Czas wreszcie uprzytomnić sobie, że w Egipcie istniały dwie cywilizacje. Czy tę pierwszą nazwiemy cywilizacją Bogów, Wielką, Wyższą czy Kosmiczną nie ma absolutnie znaczenia. Faktem jest, że istniała. Faktem jest też, że cywilizacja ludzi była jej podporządkowana. Ludzie mieli służyć Bogom w pełnym tego słowa znaczeniu. To ludzie byli łowczymi, rzemieślnikami, rolnikami czy wreszcie "mięsem armatnim". Wszelka ich praca była podporządkowana boskim rozkazom, a w zamian otrzymywali tylko opiekę. Po zniknięciu Bogów, kasty królów i kapłanów, całą tę schedę przejęli najzwyklejsi ludzie.

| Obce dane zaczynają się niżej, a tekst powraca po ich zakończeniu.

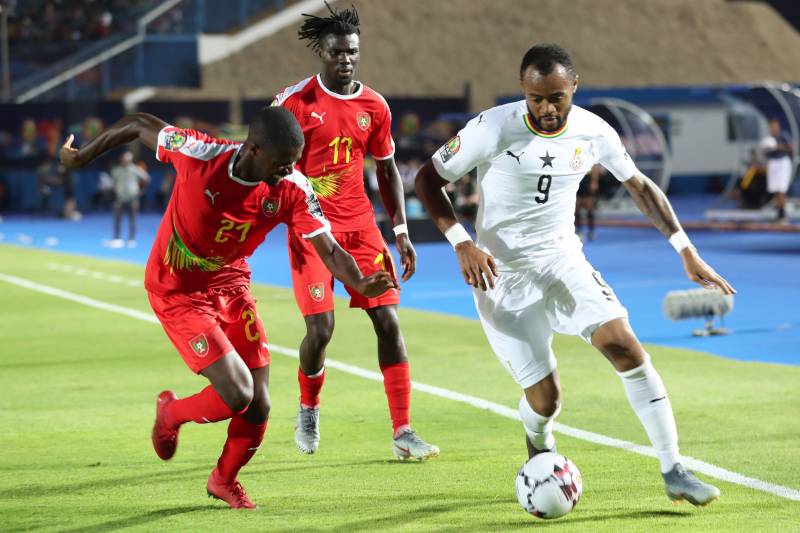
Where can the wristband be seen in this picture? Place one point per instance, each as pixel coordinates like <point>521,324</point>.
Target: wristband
<point>679,240</point>
<point>457,234</point>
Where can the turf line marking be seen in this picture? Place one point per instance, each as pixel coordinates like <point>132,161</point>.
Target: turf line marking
<point>496,408</point>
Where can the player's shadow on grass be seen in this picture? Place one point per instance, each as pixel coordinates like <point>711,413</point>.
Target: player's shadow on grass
<point>34,491</point>
<point>408,516</point>
<point>527,522</point>
<point>138,520</point>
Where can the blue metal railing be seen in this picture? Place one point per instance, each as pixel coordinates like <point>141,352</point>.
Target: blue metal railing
<point>163,33</point>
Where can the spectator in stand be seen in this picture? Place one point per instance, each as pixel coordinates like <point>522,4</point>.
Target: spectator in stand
<point>103,197</point>
<point>778,152</point>
<point>466,198</point>
<point>129,181</point>
<point>751,188</point>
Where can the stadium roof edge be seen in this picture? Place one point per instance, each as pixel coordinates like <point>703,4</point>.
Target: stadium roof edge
<point>213,48</point>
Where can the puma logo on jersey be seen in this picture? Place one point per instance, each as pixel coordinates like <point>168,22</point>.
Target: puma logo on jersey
<point>212,196</point>
<point>515,156</point>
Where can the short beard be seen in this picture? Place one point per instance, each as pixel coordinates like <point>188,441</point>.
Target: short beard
<point>561,120</point>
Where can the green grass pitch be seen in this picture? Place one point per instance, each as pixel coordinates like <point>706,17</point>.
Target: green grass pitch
<point>78,388</point>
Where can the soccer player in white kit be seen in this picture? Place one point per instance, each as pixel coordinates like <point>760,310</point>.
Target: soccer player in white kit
<point>528,272</point>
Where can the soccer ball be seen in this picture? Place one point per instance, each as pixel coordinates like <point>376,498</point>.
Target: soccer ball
<point>549,485</point>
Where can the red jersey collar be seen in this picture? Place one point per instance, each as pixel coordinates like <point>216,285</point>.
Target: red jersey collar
<point>341,96</point>
<point>238,180</point>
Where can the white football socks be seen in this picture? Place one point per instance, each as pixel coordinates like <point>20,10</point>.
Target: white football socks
<point>648,397</point>
<point>538,428</point>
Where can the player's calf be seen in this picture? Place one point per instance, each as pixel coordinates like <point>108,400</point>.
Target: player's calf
<point>306,429</point>
<point>680,484</point>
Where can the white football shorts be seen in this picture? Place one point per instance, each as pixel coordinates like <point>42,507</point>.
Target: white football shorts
<point>560,291</point>
<point>779,174</point>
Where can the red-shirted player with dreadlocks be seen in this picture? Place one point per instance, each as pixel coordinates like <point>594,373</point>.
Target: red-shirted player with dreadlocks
<point>343,120</point>
<point>227,197</point>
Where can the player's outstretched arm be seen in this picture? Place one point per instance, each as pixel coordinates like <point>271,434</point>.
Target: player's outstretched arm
<point>138,126</point>
<point>391,188</point>
<point>344,267</point>
<point>652,201</point>
<point>477,267</point>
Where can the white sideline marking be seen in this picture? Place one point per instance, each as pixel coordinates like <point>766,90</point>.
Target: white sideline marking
<point>502,410</point>
<point>61,267</point>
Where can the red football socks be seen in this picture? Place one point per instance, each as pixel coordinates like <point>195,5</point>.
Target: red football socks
<point>397,384</point>
<point>243,441</point>
<point>204,407</point>
<point>310,387</point>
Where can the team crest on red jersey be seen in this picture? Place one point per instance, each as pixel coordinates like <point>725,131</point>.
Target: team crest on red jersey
<point>270,206</point>
<point>174,140</point>
<point>363,120</point>
<point>317,291</point>
<point>200,345</point>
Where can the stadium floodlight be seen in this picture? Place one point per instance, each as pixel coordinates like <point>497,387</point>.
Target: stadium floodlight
<point>699,303</point>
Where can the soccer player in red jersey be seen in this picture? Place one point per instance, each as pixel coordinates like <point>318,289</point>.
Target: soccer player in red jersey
<point>343,120</point>
<point>227,197</point>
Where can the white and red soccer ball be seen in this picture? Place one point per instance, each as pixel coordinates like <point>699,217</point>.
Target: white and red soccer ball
<point>549,485</point>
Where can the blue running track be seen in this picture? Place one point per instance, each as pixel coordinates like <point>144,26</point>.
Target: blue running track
<point>638,263</point>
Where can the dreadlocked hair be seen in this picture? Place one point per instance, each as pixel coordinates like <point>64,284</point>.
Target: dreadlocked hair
<point>342,22</point>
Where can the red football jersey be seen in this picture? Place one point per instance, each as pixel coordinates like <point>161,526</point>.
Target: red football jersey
<point>215,220</point>
<point>339,131</point>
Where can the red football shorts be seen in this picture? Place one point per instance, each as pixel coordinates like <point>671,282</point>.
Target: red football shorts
<point>206,325</point>
<point>313,282</point>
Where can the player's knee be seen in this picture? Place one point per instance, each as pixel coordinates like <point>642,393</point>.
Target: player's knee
<point>619,345</point>
<point>258,412</point>
<point>540,412</point>
<point>319,330</point>
<point>240,394</point>
<point>546,406</point>
<point>386,324</point>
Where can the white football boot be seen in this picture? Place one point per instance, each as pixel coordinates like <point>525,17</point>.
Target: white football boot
<point>408,446</point>
<point>681,484</point>
<point>306,430</point>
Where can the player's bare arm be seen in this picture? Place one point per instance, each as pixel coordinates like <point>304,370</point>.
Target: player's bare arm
<point>477,267</point>
<point>344,268</point>
<point>652,201</point>
<point>138,126</point>
<point>391,189</point>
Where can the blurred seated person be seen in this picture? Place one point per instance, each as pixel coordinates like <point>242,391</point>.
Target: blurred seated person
<point>103,197</point>
<point>751,189</point>
<point>129,183</point>
<point>586,201</point>
<point>165,189</point>
<point>466,198</point>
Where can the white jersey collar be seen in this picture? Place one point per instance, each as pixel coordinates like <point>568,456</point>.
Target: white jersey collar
<point>341,96</point>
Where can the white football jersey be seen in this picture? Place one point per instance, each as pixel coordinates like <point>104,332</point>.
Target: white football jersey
<point>528,179</point>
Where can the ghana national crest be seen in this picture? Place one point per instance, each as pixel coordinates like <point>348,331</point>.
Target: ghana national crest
<point>363,120</point>
<point>450,149</point>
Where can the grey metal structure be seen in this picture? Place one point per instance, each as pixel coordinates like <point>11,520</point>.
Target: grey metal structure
<point>639,131</point>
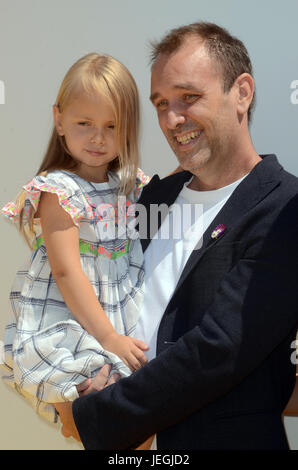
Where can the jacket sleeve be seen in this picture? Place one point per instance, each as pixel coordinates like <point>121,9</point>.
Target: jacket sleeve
<point>247,320</point>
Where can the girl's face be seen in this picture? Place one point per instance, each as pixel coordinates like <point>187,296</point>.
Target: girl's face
<point>88,126</point>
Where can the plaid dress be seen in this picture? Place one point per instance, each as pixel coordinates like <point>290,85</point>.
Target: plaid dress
<point>47,352</point>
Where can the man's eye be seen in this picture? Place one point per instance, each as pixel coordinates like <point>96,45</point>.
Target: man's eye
<point>161,104</point>
<point>190,97</point>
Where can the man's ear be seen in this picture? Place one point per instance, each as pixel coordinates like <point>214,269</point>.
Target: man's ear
<point>244,92</point>
<point>57,119</point>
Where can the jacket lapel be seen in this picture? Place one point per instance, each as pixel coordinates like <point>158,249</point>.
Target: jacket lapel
<point>263,178</point>
<point>161,192</point>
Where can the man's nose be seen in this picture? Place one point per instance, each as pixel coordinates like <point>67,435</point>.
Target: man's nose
<point>175,118</point>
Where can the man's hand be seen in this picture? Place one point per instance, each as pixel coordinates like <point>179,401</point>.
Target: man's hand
<point>99,382</point>
<point>130,350</point>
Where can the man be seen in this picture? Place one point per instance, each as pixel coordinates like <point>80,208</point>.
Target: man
<point>223,318</point>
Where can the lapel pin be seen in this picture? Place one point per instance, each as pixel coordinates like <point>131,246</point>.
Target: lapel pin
<point>218,231</point>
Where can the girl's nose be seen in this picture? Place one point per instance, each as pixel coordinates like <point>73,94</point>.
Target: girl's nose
<point>97,137</point>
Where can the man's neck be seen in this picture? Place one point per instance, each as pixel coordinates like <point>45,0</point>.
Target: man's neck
<point>208,181</point>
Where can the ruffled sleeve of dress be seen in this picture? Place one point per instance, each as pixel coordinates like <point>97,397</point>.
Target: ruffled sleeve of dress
<point>57,182</point>
<point>69,195</point>
<point>141,181</point>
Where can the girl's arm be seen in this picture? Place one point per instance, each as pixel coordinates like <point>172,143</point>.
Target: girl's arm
<point>61,238</point>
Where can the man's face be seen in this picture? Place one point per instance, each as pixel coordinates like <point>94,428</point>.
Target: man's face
<point>196,116</point>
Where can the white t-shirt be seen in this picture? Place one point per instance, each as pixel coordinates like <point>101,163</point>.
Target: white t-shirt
<point>169,250</point>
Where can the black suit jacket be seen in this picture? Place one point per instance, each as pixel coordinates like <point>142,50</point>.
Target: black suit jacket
<point>223,372</point>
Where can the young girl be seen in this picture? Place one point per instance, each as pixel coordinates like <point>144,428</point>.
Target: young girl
<point>76,303</point>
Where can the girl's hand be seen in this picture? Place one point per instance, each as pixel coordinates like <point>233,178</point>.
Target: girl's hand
<point>130,350</point>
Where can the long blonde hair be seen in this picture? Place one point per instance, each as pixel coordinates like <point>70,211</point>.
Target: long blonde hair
<point>94,73</point>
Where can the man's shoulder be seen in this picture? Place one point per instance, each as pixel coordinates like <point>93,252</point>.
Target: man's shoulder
<point>164,188</point>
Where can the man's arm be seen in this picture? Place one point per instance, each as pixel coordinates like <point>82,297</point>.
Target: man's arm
<point>248,319</point>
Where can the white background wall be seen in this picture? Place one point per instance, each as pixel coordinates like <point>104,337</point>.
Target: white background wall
<point>40,39</point>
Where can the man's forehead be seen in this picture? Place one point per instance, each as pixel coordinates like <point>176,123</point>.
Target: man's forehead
<point>190,62</point>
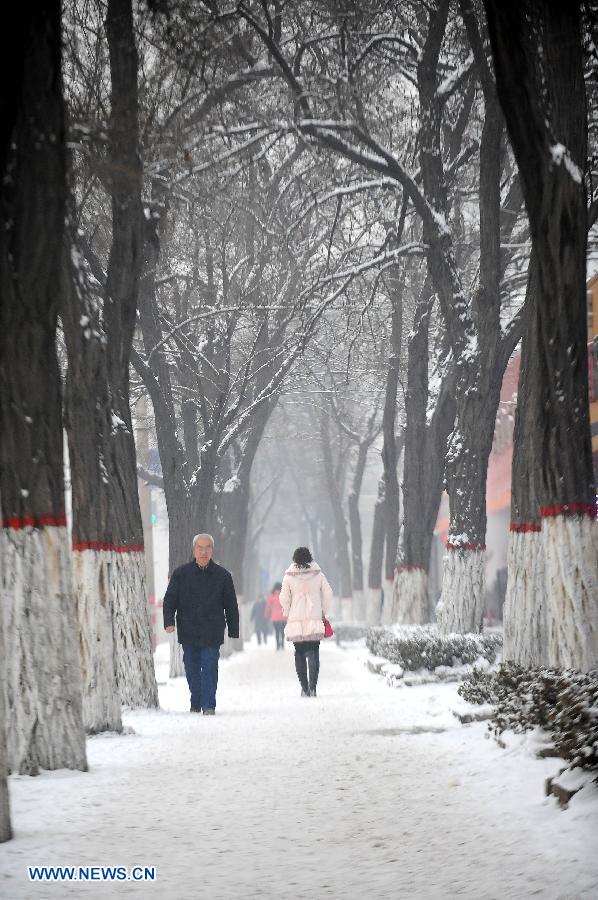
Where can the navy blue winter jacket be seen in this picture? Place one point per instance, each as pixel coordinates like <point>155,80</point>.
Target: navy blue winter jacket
<point>204,601</point>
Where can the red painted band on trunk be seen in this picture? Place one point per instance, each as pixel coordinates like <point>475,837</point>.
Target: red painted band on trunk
<point>106,545</point>
<point>465,546</point>
<point>569,509</point>
<point>17,522</point>
<point>524,527</point>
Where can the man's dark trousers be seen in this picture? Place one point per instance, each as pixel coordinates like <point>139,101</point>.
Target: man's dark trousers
<point>201,669</point>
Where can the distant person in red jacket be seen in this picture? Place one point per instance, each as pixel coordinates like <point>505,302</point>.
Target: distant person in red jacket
<point>274,612</point>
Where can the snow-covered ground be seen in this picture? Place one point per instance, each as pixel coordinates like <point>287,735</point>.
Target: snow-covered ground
<point>366,790</point>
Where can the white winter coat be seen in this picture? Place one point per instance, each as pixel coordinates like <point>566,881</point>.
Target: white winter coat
<point>305,598</point>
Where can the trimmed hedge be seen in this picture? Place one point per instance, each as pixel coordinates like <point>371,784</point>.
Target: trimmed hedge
<point>416,647</point>
<point>562,702</point>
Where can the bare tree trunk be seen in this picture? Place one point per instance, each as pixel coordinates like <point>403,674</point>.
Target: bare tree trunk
<point>390,451</point>
<point>524,615</point>
<point>376,561</point>
<point>43,680</point>
<point>543,98</point>
<point>359,612</point>
<point>341,540</point>
<point>5,827</point>
<point>108,557</point>
<point>425,451</point>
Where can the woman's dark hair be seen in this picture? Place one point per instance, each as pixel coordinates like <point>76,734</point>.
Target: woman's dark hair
<point>302,557</point>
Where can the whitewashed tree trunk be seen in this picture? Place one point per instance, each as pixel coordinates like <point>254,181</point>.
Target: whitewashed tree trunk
<point>132,629</point>
<point>358,606</point>
<point>177,669</point>
<point>5,829</point>
<point>524,614</point>
<point>411,596</point>
<point>42,667</point>
<point>372,607</point>
<point>93,586</point>
<point>347,609</point>
<point>461,603</point>
<point>571,558</point>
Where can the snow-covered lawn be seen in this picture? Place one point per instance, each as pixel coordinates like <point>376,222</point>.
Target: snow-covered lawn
<point>365,791</point>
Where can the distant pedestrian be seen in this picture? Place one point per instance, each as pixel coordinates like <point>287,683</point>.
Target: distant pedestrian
<point>260,622</point>
<point>305,597</point>
<point>275,614</point>
<point>202,596</point>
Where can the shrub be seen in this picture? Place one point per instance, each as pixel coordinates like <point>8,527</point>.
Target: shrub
<point>416,647</point>
<point>562,702</point>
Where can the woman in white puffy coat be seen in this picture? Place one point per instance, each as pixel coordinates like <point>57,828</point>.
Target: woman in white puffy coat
<point>305,597</point>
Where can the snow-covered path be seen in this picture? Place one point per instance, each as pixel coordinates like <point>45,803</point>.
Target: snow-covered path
<point>364,791</point>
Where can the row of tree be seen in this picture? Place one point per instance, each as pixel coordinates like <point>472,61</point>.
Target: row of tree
<point>268,201</point>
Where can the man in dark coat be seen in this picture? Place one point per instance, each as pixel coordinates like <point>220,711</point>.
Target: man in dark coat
<point>202,595</point>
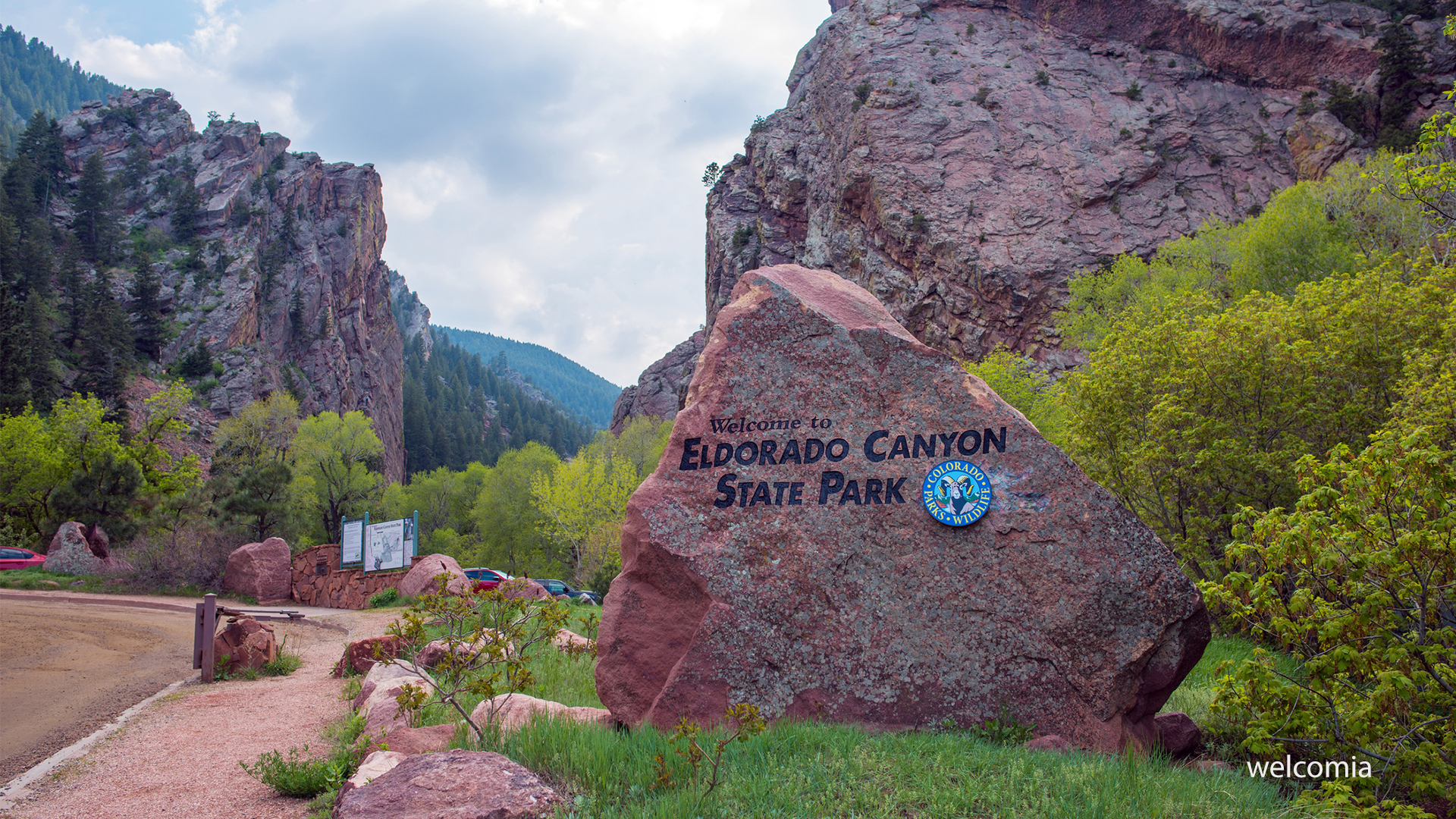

Nastała epoka współczesnych władców otoczonych splendorem dawnych lat lecz z wiechciami współczesnej słomy wystającej z królewskich butów.

Przy zmianie podstawowego założenia, uwzględnieniu istnienia dwóch cywilizacji, historia Egiptu będzie wyglądała zupełnie inaczej. Jednak nie zmieni jej Hawass i jemu podobni, a dopiero przyszłe pokolenie egiptologów myślących otwarcie, logicznie i niezależnie, lecz pod warunkiem, że nauczycielem nie będzie doktryner "starej daty" biorący pieniądze za gadanie zwykłych bzdur.